En 2003, les dissensions européennes autour de la guerre en Irak ont donné une image désastreuse du continent. Alors que le Président français Jacques Chirac et le Chancelier allemand Gerhard Schröder se sont vigoureusement opposés à la guerre, leurs homologues espagnol, italien et danois ont choisi de se ranger du côté de Georges W. Bush. Résultat de ces cacophonies internes : une politique extérieure devenue une énorme farce.

Une entente à ne pas laisser passer

Aujourd’hui la crise autour du programme nucléaire de l’Iran rappelle la situation précédente : les experts insistent sur le danger venant d’un régime dictatorial en possession de l’arme atomique ; les Etats-Unis refusent d’exclure l’option militaire ; quant à l’Europe, elle ne laisse apparaître qu'une rare cohésion entre ses membres. Depuis la fin 2003, Bruxelles a laissé le soin des négociations avec Téhéran aux mains de la Grande-Bretagne, de la France et de l’Allemagne. Si cette Troïka fait bonne figure sur la scène politique mondiale, c’est en partie grâce au travail de Javier Solana, le haut-représentant de la politique extérieure de l’Union. Sa mission (impossible) ? Accorder les sensibilités des Etats-Unis, de la Russie et de la Chine afin d’isoler l’Iran sur la scène internationale.

L’Europe a pourtant un intérêt commun en Iran. Téhéran poursuit un programme nucléaire qui n’a pas seulement un objectif civil. Le pays projette de construire des missiles de longue portée susceptibles d’atteindre le territoire européen. Une technologie nucléaire qui pourrait être volée par certains terroristes et engager une véritable course aux armements au Proche et Moyen-Orient. En clair, menacer la stabilité de cette région voisine de l’Europe.
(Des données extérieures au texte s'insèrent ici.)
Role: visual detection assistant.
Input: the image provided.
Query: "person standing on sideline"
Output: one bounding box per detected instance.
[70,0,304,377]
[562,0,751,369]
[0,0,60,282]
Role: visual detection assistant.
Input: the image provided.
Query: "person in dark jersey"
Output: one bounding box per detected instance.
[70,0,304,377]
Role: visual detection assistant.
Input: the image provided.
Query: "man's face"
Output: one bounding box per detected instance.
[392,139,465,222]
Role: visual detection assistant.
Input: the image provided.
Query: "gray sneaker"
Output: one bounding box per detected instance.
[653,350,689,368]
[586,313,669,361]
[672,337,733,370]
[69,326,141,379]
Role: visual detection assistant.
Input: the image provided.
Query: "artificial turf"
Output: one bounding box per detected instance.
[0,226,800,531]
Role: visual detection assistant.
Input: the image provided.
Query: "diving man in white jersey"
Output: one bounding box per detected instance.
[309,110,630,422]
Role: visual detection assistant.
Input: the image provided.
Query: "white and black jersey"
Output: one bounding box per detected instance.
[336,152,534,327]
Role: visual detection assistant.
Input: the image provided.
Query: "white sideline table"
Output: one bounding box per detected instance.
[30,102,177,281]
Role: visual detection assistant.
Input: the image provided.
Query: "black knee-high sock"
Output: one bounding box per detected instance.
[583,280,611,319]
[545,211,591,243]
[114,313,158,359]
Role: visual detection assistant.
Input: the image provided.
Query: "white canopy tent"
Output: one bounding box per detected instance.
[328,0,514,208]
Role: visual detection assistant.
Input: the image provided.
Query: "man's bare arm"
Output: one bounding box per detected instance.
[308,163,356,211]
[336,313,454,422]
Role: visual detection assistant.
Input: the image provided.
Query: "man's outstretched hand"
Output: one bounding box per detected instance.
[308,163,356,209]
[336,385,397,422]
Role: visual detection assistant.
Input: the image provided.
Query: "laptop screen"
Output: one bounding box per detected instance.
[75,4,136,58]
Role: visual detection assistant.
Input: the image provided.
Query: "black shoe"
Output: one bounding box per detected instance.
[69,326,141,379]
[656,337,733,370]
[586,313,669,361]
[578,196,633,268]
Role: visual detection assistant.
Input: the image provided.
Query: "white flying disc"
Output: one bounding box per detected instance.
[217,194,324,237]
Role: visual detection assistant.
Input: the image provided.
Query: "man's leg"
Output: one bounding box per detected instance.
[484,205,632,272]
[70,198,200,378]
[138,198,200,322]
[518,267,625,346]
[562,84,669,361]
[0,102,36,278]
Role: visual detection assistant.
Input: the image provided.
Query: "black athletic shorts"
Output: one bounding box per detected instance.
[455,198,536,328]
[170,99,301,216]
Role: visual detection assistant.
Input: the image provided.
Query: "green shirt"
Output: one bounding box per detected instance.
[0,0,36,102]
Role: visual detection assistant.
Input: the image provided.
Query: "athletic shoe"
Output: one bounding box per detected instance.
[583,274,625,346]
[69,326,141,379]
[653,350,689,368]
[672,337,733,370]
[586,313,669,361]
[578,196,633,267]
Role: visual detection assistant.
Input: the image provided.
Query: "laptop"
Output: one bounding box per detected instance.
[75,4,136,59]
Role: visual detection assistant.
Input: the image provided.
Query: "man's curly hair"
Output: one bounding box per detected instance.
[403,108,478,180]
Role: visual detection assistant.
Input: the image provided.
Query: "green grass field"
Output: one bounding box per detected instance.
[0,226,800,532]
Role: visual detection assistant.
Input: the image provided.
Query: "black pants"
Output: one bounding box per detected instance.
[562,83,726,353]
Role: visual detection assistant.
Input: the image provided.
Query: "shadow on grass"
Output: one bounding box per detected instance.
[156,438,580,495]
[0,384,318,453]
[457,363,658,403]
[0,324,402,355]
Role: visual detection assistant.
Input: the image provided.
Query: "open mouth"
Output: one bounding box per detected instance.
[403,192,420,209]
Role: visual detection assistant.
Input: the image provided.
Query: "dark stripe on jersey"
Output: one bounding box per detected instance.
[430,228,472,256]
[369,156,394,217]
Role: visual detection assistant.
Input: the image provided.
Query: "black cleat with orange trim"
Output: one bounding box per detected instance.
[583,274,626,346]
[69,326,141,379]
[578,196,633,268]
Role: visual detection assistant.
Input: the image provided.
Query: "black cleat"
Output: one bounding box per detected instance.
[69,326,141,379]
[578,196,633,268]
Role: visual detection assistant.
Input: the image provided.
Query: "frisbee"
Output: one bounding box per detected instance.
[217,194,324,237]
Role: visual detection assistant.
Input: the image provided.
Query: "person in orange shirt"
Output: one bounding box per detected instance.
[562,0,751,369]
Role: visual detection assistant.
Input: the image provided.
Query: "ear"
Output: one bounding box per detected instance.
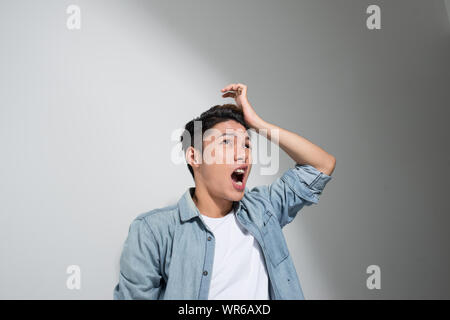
[186,146,201,168]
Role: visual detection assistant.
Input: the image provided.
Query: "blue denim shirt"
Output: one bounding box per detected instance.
[113,164,331,300]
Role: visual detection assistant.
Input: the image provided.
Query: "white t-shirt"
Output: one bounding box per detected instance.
[201,210,269,300]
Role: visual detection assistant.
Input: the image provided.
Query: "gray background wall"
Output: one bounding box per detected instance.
[0,0,450,299]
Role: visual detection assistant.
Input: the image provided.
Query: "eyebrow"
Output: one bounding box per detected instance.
[219,132,250,140]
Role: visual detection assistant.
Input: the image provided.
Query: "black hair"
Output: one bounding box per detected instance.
[180,104,250,178]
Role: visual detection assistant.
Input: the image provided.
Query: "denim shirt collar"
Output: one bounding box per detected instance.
[178,187,247,222]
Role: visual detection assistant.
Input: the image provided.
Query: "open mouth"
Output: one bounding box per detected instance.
[231,165,248,191]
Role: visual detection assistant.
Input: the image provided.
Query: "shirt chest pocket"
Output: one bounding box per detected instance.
[262,210,289,267]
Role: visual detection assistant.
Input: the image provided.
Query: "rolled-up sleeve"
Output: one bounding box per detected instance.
[113,219,161,300]
[250,164,332,227]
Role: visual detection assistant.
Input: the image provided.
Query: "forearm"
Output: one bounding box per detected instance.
[252,117,336,175]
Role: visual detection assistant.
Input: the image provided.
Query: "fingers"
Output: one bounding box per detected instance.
[222,92,236,98]
[221,83,247,94]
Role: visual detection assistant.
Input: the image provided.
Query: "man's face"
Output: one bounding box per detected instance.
[196,120,252,201]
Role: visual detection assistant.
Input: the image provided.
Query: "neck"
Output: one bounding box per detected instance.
[192,184,233,218]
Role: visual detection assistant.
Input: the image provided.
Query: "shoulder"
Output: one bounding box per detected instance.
[132,204,179,232]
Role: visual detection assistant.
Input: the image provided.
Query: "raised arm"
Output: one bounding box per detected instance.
[221,83,336,175]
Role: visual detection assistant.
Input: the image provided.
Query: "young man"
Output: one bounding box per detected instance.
[114,83,336,300]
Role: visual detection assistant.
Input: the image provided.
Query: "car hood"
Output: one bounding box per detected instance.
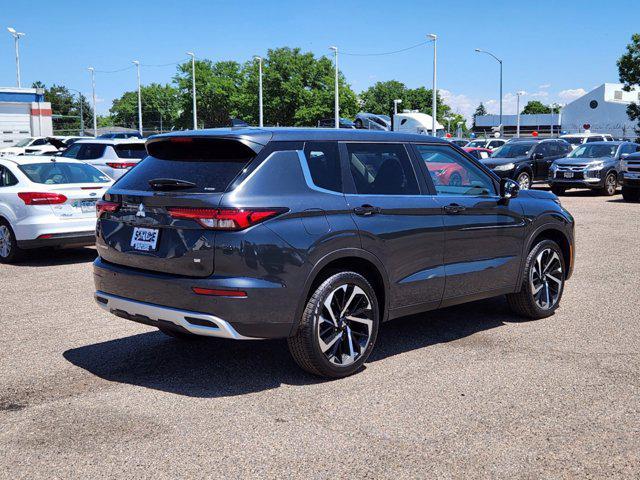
[554,157,615,165]
[481,156,527,168]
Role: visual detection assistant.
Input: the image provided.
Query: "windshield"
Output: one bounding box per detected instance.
[491,143,535,158]
[20,162,110,185]
[14,138,33,147]
[562,137,584,145]
[567,143,618,158]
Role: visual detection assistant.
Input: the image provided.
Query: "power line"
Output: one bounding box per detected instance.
[340,42,431,57]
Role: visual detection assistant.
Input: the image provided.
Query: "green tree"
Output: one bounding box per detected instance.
[109,83,180,131]
[618,33,640,133]
[522,100,551,115]
[32,81,93,135]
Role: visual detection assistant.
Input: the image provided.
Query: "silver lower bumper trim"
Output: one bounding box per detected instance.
[94,290,257,340]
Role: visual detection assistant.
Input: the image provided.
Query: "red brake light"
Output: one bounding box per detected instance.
[107,162,138,170]
[96,200,120,218]
[168,208,283,230]
[18,192,67,205]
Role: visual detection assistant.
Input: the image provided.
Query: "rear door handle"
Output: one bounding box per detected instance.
[353,205,382,217]
[444,203,467,215]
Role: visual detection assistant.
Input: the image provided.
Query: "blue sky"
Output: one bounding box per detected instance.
[0,0,640,120]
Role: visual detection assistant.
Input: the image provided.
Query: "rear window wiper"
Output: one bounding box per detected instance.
[149,178,196,190]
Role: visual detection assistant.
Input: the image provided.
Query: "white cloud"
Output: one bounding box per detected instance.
[558,88,587,102]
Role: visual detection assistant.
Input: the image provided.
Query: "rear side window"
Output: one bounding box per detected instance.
[0,165,18,187]
[62,143,107,160]
[116,139,255,193]
[19,162,109,185]
[304,142,342,192]
[347,143,420,195]
[113,143,147,159]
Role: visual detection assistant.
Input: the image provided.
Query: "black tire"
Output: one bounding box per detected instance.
[622,187,640,202]
[158,327,203,341]
[287,272,380,378]
[0,220,24,263]
[507,240,566,319]
[516,170,533,190]
[599,172,618,197]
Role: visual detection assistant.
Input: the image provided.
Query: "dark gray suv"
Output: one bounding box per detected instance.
[94,128,574,377]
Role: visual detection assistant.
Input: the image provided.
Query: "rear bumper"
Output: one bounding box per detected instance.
[93,257,299,338]
[18,230,96,249]
[95,291,255,340]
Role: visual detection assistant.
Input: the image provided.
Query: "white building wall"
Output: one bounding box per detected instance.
[562,83,640,137]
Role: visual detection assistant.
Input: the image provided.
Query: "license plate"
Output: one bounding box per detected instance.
[80,200,96,213]
[131,227,160,252]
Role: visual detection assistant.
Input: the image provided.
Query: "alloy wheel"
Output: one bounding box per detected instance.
[0,225,11,258]
[316,284,373,367]
[529,248,564,310]
[518,172,531,190]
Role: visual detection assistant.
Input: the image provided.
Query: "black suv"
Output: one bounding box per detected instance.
[94,128,574,377]
[482,138,571,190]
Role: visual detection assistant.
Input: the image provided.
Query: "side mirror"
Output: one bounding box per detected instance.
[500,178,520,200]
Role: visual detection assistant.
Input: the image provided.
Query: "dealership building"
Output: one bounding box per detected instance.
[0,87,53,148]
[473,83,640,138]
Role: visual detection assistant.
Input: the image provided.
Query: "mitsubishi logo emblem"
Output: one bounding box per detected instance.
[136,203,147,217]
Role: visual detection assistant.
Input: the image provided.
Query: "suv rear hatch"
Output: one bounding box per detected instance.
[97,135,262,277]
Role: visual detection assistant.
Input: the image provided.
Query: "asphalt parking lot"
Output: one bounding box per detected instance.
[0,192,640,479]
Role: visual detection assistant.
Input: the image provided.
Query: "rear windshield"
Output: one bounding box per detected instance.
[113,143,147,159]
[20,162,110,185]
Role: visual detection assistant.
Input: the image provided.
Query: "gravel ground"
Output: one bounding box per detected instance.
[0,189,640,479]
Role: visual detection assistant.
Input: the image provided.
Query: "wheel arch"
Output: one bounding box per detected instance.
[290,248,389,335]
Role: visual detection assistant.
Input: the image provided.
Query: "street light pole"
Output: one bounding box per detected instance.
[329,47,340,128]
[253,55,264,128]
[7,27,25,88]
[133,60,144,137]
[88,67,98,137]
[187,52,198,130]
[476,48,502,131]
[393,98,402,115]
[427,33,438,137]
[516,91,526,138]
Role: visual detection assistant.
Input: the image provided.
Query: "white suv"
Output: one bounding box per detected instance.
[0,155,113,263]
[62,138,147,180]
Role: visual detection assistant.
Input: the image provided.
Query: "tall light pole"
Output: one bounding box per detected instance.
[393,98,402,115]
[516,90,527,138]
[427,33,438,137]
[187,52,198,130]
[87,67,98,137]
[133,60,144,137]
[329,46,340,128]
[7,27,26,88]
[476,48,502,132]
[253,55,264,128]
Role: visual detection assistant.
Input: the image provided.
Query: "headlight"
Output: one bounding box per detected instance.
[587,162,604,170]
[493,163,516,172]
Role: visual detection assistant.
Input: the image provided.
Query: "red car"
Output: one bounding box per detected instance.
[463,147,493,160]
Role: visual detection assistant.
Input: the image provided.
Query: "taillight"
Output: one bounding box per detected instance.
[107,162,138,170]
[96,200,120,218]
[18,192,67,205]
[168,208,284,230]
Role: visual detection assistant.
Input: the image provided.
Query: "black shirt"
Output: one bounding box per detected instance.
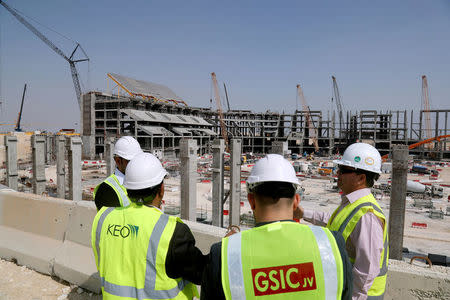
[166,222,208,285]
[200,220,353,300]
[94,182,120,210]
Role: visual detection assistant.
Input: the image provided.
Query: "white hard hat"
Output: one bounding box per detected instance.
[333,143,381,174]
[114,136,142,160]
[247,154,300,191]
[123,153,167,190]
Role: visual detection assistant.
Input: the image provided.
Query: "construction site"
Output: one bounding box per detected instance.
[0,1,450,300]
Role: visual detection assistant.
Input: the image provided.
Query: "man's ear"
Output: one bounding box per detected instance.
[292,194,300,210]
[159,183,164,199]
[247,193,255,210]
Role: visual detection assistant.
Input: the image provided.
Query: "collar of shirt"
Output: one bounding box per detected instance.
[114,168,125,185]
[255,220,295,227]
[341,188,371,203]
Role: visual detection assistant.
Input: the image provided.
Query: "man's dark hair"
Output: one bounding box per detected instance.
[127,182,162,204]
[251,181,296,204]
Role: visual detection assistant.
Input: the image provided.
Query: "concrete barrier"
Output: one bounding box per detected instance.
[0,190,450,299]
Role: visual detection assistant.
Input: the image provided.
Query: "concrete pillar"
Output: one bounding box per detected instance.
[66,136,82,201]
[56,135,66,199]
[31,134,46,195]
[271,141,288,156]
[105,137,116,176]
[5,135,19,191]
[212,139,225,227]
[389,145,408,260]
[229,139,242,225]
[180,139,198,222]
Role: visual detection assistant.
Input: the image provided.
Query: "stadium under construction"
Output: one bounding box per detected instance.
[81,74,450,159]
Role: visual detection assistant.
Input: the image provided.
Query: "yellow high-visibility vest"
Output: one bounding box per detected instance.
[221,221,344,300]
[327,194,389,300]
[94,174,130,207]
[92,203,198,300]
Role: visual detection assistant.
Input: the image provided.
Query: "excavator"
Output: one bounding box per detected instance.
[381,134,450,161]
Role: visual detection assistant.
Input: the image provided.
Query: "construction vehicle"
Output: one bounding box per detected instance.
[211,72,230,153]
[297,84,319,152]
[381,134,450,161]
[0,0,89,110]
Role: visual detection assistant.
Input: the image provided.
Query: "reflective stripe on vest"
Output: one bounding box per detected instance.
[327,194,389,300]
[95,207,189,299]
[309,226,338,300]
[105,174,130,207]
[227,226,343,300]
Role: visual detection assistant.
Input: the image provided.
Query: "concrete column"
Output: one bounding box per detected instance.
[105,137,116,176]
[389,145,408,260]
[66,136,82,201]
[5,135,19,191]
[31,135,46,195]
[229,139,242,225]
[272,141,288,156]
[212,139,225,227]
[180,139,198,222]
[56,135,66,199]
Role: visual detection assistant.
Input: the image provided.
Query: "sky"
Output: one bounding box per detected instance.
[0,0,450,131]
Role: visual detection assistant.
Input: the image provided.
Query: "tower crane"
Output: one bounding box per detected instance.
[422,75,431,144]
[15,83,27,132]
[0,0,89,110]
[331,76,345,137]
[297,84,319,151]
[211,72,230,152]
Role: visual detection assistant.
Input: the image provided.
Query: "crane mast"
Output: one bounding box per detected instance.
[15,83,27,131]
[0,0,89,110]
[211,72,230,152]
[331,76,345,138]
[297,84,319,151]
[422,75,432,146]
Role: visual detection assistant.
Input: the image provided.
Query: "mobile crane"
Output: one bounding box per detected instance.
[0,0,89,110]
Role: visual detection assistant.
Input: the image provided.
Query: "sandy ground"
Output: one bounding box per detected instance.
[0,259,102,300]
[0,157,450,300]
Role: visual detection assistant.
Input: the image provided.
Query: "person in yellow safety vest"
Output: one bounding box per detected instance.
[93,136,142,210]
[296,143,389,300]
[92,153,207,300]
[200,154,352,300]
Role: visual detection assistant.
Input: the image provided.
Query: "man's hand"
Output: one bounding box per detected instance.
[294,205,305,220]
[225,225,241,237]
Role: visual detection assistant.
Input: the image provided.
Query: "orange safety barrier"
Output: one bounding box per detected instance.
[411,222,428,229]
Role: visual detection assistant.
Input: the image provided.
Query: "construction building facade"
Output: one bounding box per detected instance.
[81,74,450,159]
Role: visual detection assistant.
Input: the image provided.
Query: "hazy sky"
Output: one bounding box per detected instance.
[0,0,450,130]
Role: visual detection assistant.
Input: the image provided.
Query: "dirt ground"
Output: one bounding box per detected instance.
[0,259,102,300]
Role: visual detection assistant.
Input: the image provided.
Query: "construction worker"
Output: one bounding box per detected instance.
[92,153,207,299]
[296,143,389,300]
[200,154,352,300]
[94,136,142,210]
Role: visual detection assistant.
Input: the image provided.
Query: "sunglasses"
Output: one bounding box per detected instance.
[338,167,358,174]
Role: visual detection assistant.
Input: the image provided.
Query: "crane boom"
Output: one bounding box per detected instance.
[211,72,230,152]
[297,84,319,151]
[0,0,89,110]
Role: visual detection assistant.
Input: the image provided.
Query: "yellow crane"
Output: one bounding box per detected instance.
[211,72,230,152]
[297,84,319,151]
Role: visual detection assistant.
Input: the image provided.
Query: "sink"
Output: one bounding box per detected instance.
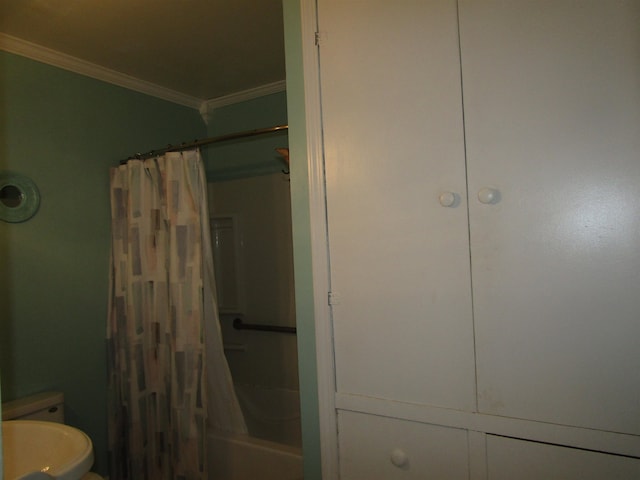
[2,420,93,480]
Du gaz de l’Iran à l’Autriche

Le territoire iranien regorge d’énormes gisements de gaz et de pétrole dont l’Europe aimerait bien profiter. Le pays détient la deuxième plus grande réserve de gaz du monde et figure à la 4ème place des nations les plus riches en ressources pétrolières. Presque un quart de ses exportations de pétrole est destiné à l’Europe. Et plus de la moitié (54%) du gaz utilisé en Europe provient d’importations iraniennes. Lorsque les réserves britanniques seront épuisées, ce pourcentage passera aux trois quarts. Or, les Européens ne souhaitent pas dépendre des importations de gaz en provenance de Russie car ils redoutent la politique protectionniste de Poutine à l’égard de ses réserves en énergie. L’an dernier, le géant allemand de l’énergie Eon a donc engagé des pourparlers avec le gouvernement de Téhéran afin d’accéder aux réserves de gaz iranienne. Et depuis 2002, l’Iran livre son gaz à la Turquie. Histoire d’approvisionner aussi l’Europe de l’Ouest, le groupe pétrolier autrichien ÖMV s'est lancé dans la construction du pipeline Nabucco pour quatre milliards de dollars. Son tracé passera par la Bulgarie, la Roumanie, la Hongrie pour enfin arriver en Autriche.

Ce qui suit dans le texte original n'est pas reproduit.